Civic polls in Mumbai, 28 other cities on Jan 15
The results of the elections will be announced on January 16, when the counting of votes will take place
MUMBAI: Elections to 29 municipal corporations in the state – including the Brihanmumbai Municipal Corporation (BMC) – will be held on January 15, 2026. Also going to the polls are the municipal corporations in Thane, Navi Mumbai, Nagpur, Chhatrapati Sambhaji Nagar and Pune.


The announcement was made by state election commissioner, Dinesh Waghmare, on Monday. The results of the elections will be announced on January 16, when the counting of votes will take place.

Waghmare also addressed the issue of “duplicate” voters, which has raised serious concerns after being flagged by opposition parties. He said the process of identifying these “suspected duplicate” voters and taking an undertaking from them will continue until 48 hours prior to voting. He said there are about 1.5 million “suspected duplicate” voters in these 29 municipal corporations, 1.1 million in Mumbai alone.
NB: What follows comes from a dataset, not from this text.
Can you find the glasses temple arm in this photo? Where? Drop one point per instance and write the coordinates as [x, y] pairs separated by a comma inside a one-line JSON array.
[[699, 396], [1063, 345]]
Only electronic voting machines will be used; there will be no voter verifiable paper audit trail (VVPAT), he said.
The elections will see 35% of voters in Maharashtra – 34.87 million of the 98.4 million voters registered in the state – exercising their franchise.
These elections are significant also because they have been long delayed. Petitions challenging caste-based reservation in local bodies have been pending in the Supreme Court for over five years, which had led to a stay on polls in local bodies across Maharashtra.
The court has resumed these hearings, lifting the stay but is yet to deliver a final verdict. In the absence of elected representatives, municipal corporations were governed by IAS officers, who were appointed as administrators.
Barring two municipal corporations – Ichalkaranji and Jalna – which were established recently, the remaining 27 civic bodies have been governed by administrators for more than three years. Five municipal corporations – Kalyan-Dombivali, Kolhapur, Chhatrapati Sambhajinagar, Navi Mumbai and Kolhapur – have had no elected body for five years, while 17 municipal corporations including Mumbai, Thane, Ulhasnagar, Bhiwandi, Pune and Pimpri-Chinchwad, have been under administrators for more than three years.
This will be the second phase of elections to local bodies in Maharashtra. The phase, which covered more than 264 municipal councils and nagar panchayats, was held on December 2. The results of these elections will be announced on December 21.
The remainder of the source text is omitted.